If you have data stored as a delimited file (e.g., a
.txt file), this is the place for you to begin. To analyze
such data, there is a 3-step procedure: (1) process the data, (2) create
a design, and (3) fit a model.
Process the data
 # I will create the processed data files in a temporary directory; 
#   fill in the `rds_dir` argument with the directory of your choice
temp_dir <- tempdir()
colon_dat <- process_delim(data_file = "colon2.txt",
  data_dir = find_example_data(parent = TRUE), 
  rds_dir = temp_dir,
  rds_prefix = "processed_colon2",
  sep = "\t",
  overwrite = TRUE,
  header = TRUE)
#> There are 62 observations and 2001 features in the specified data files.
#> At this time, plmmr::process_delim() does not not handle missing values in delimited data.

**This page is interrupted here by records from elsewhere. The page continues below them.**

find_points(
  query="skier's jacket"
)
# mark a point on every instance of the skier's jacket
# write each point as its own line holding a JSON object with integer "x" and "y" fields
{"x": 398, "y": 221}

#>       Please make sure you have addressed missingness before you proceed.
#> 
#> process_plink() completed 
#> Processed files now saved as /tmp/RtmpwoTagh/processed_colon2.rds
# look at what is created 
colon <- readRDS(colon_dat)The output messages indicate that the data has been processed. This
call created 2 files, one .rds file and a corresponding
.bk file. The .bk file is a special type of
binary file that can be used to store large data sets. The
.rds file contains a pointer to the .bk file,
along with other meta-data.
Note that what is returned by process_delim() is a
character string with a filepath: .
Create a design
Creating a design ensures that data are in a uniform format prior to
analysis. For delimited files, there are two main processes happening in
create_design(): (1) standardization of the columns and (2)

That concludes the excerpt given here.